第18話 過ちは過ちでしかなく

 魔城のエントランスホールにアンヘルが入った瞬間、一際大きな音が鳴り響く。


「最後だけあって派手だったな」

「これで全ての封印が解けて赤い薔薇の扉を開けられるようになった筈です」

「じゃあ早速……突入する前に最終確認だな」


 一呼吸置いた後、アンヘルはキーワードを口にする。


「"見通せ"」


 獲得出来る情報の量が増えた目でエントランスホールにあるものを一通り見た後、アンヘルは目を伏せる。

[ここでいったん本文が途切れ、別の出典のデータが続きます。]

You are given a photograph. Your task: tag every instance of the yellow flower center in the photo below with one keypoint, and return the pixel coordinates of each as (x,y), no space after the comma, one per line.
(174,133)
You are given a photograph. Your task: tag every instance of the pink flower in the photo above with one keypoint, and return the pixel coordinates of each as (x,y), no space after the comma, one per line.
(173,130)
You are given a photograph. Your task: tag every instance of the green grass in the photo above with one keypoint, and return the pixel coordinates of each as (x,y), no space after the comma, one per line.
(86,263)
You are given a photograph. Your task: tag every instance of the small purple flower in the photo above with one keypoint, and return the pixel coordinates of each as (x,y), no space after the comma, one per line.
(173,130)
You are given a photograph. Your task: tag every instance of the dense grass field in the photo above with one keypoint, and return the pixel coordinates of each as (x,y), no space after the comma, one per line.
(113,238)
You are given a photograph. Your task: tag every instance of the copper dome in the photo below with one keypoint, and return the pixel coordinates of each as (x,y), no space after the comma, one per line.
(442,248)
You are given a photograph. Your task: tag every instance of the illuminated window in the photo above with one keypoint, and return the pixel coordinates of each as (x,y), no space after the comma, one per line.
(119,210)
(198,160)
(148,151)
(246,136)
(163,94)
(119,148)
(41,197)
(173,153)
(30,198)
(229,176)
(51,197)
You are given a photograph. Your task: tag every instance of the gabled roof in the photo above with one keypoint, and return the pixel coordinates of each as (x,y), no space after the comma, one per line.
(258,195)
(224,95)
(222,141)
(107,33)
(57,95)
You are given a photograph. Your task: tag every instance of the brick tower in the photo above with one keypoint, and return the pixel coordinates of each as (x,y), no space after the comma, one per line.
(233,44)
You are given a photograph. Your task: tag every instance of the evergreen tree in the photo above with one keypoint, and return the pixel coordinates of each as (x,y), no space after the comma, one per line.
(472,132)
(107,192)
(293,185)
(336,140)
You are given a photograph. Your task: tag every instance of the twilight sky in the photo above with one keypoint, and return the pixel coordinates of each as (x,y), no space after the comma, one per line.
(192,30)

「特に異常なし、扉に追加の仕掛けが施された様子も無し……か」

「後のことは進んでから考えるしか無さそうですね」

「そうだな」


 覚悟を決め、アンヘルは赤い薔薇の扉を開ける。


「ここは……」

「大聖堂の中、でしょうか」


 美しいステンドグラスが飾られた回廊を歩きながらアンヘルは徐に口を開く。


「ギャビーとハリーの結婚を認める時に約束させたんだ。二人で幸せになれ、って」

「しかしその約束は、ベアトリシアのせいで……」

「そうだ、あいつのせいでギャビーもハリーも約束を守れなくなった。そのことを謝りながら死んだ」


 不意に足を止め、アンヘルは双剣の柄に手を置く。


「クリス、俺たちは約束を果たすぞ」

「はい、勿論です」


 双剣の柄から手を離し、アンヘルは両開きの重い扉をゆっくりと開ける。


「まぁ、とうとう来てくださったのね!」


 その先で待っていた美しいドレスを纏った少女──ベアトリシアは満面の笑みを浮かべる。


「ここがゴール地点、お姫様が囚われた祭壇よ」

「……何かご褒美でもあるのかい?」

「勿論あるわ、とっても素敵な贈り物が」


 一瞬で距離を詰め、アンヘルの首筋に触れようとしたベアトリシアの手に激しい痛みが走る。


「な、何……!?」

「お生憎だが、受け取り拒否だ」


 数歩離れた先で困惑の表情を見せるベアトリシアに冷ややかな視線を向けたままアンヘルは双剣を抜き払う。


「……その剣で殺したのね。ダニエルのことも、カーチャのことも、フロリアンのことも」

「次はあなたの番ですよ、女王吸血鬼ベアトリシア」

「ねぇどうして?どうしてそんな酷いことをするの?」


 余りにも無垢な、事の深刻さを理解してないベアトリシアの言葉にアンヘルは表情を険しくする。


「先に酷いことをしたのはお前の方だろ」

「いや、来ないで……助けて、お父様!」


 ベアトリシアの悲痛な叫びに応えるかのように醜悪な怪物が突然姿を現す。


「あれが、ベアトリシアの父親……?」

「森で戦った巨獣と同じです。吸血鬼の眷属となり、元の形を失った成れの果て……それがあの怪物です」

「つまりやることはいつもと同じか」


 双剣を構え直し、アンヘルは地面を蹴る。


「グオオオオオ!」


 咆哮を上げながら醜悪な怪物が振り下ろした右腕を躱し、アンヘルは怪物との間合いを詰める。


「このまま胸を一刺しに……」

「アンヘル、伏せてください!」


 判断が一瞬遅れたアンヘルは怪物が横薙ぎに振るった左腕をもろに喰らい、壁に叩きつけられる。


「がっ……!」

「お父様、その人をやっつけて!」


 醜悪な怪物がじりじりと迫る中、アンヘルは咳き込みながら言葉を紡ぐ。


「……うちの、親父も、それなりの親バカ、だったし、あんたと同じ、経験をしたら、禁忌を破って、いたかも、な……」

「アンヘル……?」

「けど、なぁ!」


 壁伝いに立ち上がるや否や、アンヘルが跳躍の魔法を使って突っ込んできたことに醜悪な怪物はたじろぐ。


「どれだけ!筋の通った!理由が!あっても!」


 その隙を突いてアンヘルは連続斬りを見舞い、最後に踵落としを叩き込む。


「禁忌を破って良いことには、ならねぇんだよ!」


 醜悪な怪物が立ち上がるよりも先にアンヘルは二本の剣を怪物の胸に突き立てる。


「お父様!」

「ベ、アト、リシ、ア……」


 娘の名前を呼びながらかつて父親だったものは塵に変じた。